Рассказывают, что едва Санчо уехал, как Дон-Кихот почувствовал такое сожаление о его отъезде и такое одиночество, что если бы только мог, вернул бы своего оруженосца и отнял бы у него губернаторство. Герцогиня заметила его печаль и спросила у него о причине.
– Если ваша печаль вызвана отсутствием Санчо, – сказала она, – так у меня в доме найдется множество оруженосцев, дуэний и молодых девушек, которые готовы будут исполнять все ваши прихоти.
– Конечно, сударыня, – ответил Дон-Кихот, – и жалею об отсутствии Санчо; но не это главная причина печали, написанной на моем лице. Изо всех учтивостей и многочисленных предложений, которыми ваша милость осыпаете меня, я принимаю только одно: подсказывающее их доброе желание. Кроме того, я попрошу у вашей милости разрешения служить себе самому в моей комнате.
– О, нет, господин Дон-Кихот! – возразила герцогиня. Этого я не допущу: я хочу, чтобы вам служили четыре молодых девушки, прекрасных, как цветки, которых я выбрала: из своих горничных.

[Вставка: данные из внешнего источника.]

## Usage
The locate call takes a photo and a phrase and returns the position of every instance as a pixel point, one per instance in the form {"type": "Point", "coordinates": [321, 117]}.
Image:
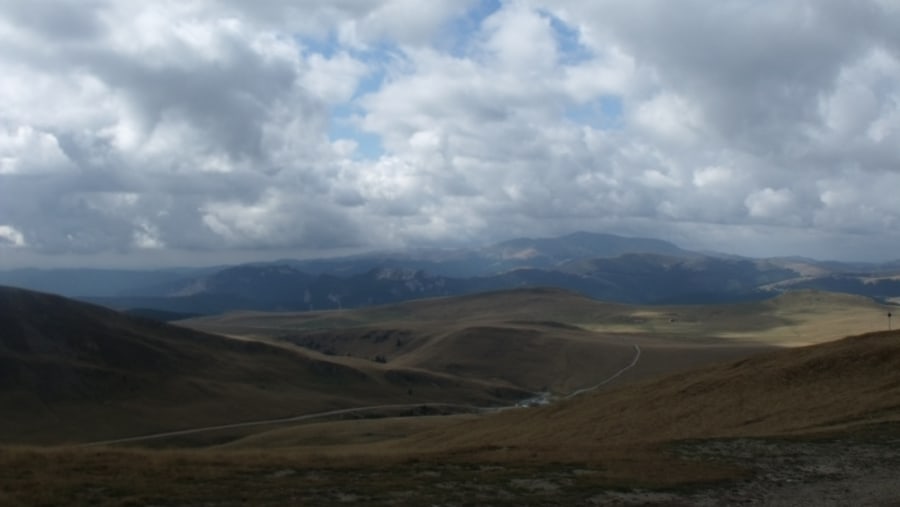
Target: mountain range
{"type": "Point", "coordinates": [600, 266]}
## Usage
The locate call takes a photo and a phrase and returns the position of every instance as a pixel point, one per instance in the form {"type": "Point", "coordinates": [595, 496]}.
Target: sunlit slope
{"type": "Point", "coordinates": [840, 385]}
{"type": "Point", "coordinates": [548, 339]}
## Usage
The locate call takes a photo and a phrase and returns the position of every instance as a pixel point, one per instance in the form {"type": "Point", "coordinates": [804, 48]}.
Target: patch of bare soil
{"type": "Point", "coordinates": [799, 473]}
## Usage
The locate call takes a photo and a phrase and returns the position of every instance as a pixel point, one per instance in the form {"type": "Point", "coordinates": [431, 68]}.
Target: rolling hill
{"type": "Point", "coordinates": [846, 385]}
{"type": "Point", "coordinates": [70, 371]}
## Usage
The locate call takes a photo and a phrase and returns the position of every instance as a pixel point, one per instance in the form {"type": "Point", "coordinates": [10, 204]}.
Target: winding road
{"type": "Point", "coordinates": [347, 411]}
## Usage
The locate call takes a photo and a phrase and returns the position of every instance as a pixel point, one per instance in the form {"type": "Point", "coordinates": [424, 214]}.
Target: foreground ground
{"type": "Point", "coordinates": [828, 470]}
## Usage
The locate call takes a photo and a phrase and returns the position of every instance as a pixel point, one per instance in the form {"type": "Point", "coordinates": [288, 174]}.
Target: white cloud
{"type": "Point", "coordinates": [11, 236]}
{"type": "Point", "coordinates": [200, 126]}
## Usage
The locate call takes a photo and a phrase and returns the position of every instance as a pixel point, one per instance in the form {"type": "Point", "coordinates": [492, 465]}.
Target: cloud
{"type": "Point", "coordinates": [307, 126]}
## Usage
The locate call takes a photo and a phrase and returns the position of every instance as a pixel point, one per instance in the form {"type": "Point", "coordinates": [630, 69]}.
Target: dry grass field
{"type": "Point", "coordinates": [720, 407]}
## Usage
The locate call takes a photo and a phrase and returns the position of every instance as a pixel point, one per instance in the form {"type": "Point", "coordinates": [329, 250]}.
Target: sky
{"type": "Point", "coordinates": [137, 133]}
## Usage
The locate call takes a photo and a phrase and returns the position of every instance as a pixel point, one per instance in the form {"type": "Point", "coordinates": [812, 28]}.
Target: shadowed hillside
{"type": "Point", "coordinates": [72, 371]}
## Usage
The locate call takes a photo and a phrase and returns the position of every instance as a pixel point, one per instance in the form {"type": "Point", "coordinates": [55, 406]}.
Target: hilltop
{"type": "Point", "coordinates": [71, 371]}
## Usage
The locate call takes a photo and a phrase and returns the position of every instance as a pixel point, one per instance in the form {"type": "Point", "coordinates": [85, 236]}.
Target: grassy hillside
{"type": "Point", "coordinates": [548, 339]}
{"type": "Point", "coordinates": [74, 372]}
{"type": "Point", "coordinates": [838, 386]}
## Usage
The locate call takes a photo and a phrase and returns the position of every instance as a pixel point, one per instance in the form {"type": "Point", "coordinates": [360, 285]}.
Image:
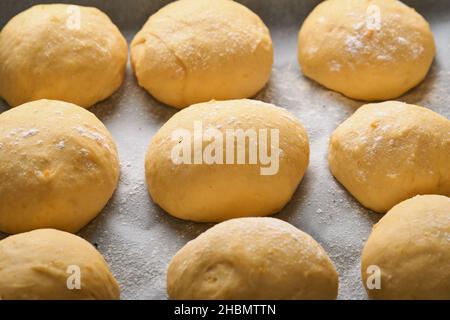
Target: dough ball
{"type": "Point", "coordinates": [389, 152]}
{"type": "Point", "coordinates": [222, 169]}
{"type": "Point", "coordinates": [43, 265]}
{"type": "Point", "coordinates": [58, 167]}
{"type": "Point", "coordinates": [61, 52]}
{"type": "Point", "coordinates": [252, 258]}
{"type": "Point", "coordinates": [366, 49]}
{"type": "Point", "coordinates": [411, 248]}
{"type": "Point", "coordinates": [193, 51]}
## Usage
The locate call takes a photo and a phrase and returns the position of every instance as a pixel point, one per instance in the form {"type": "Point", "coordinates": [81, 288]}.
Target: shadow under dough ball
{"type": "Point", "coordinates": [194, 51]}
{"type": "Point", "coordinates": [220, 160]}
{"type": "Point", "coordinates": [58, 167]}
{"type": "Point", "coordinates": [252, 258]}
{"type": "Point", "coordinates": [389, 152]}
{"type": "Point", "coordinates": [61, 52]}
{"type": "Point", "coordinates": [47, 264]}
{"type": "Point", "coordinates": [369, 50]}
{"type": "Point", "coordinates": [409, 250]}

– Для меня, – ответил Дон-Кихот, – они будут не цветками, а шипами, которые будут пронзать мою душу. Поэтому они, или какое-нибудь подобие их, так и не войдут в мою комнату, как у меня не вырастут крылья для летания. Если вашему величию угодно, продолжать осыпать меня милостями, которых я не стою, так позвольте мне поступать, как мне самому будет приятнее, и делать все при закрытых дверях. Я должен ставить преграду между моими желаниями и моим целомудрием и не хочу отказаться от этой хорошей привычки, чтобы принять щедрость, которую вашему высочеству угодно оказывать мне. Словом, я лучше буду спать одетый, чем позволю кому бы то ни было раздевать меня.
– Довольно, довольно, господин Дон-Кихот, – остановила его герцогиня. – Я со своей стороны, отдам приказание, чтобы в вашу комнату не впускали никого; не только девушки, но даже мухи. О, я неспособна допустить посягательства на стыдливость господина Дон-Кихота: сколько я могла заметить, изо всех его многочисленных добродетелей наиболее сияет целомудрие. Итак, ваша милость может тайком и по своему одеваться и раздеваться, когда и как вам будет угодно: никто не будет критиковать вас, и вы найдете у себя в комнате все сосуды, необходимые для человека, спящего при запертых дверях, чтоб никакая естественная надобность не заставила вас отпереть двери. Да здравствует тысячу веков великая Дульцинея Тобозская и да прогремит ее имя по всей земной поверхности, если она сумела заслужить любовь такого доблестного и целомудренного рыцаря! Да вселят сострадательные небеса в душу Санчо Панса, нашего губернатора, пылкое желание поскорее окончить свое искупление, дабы свет снова мог пользоваться счастьем наслаждаться прелестями такой великой дамы!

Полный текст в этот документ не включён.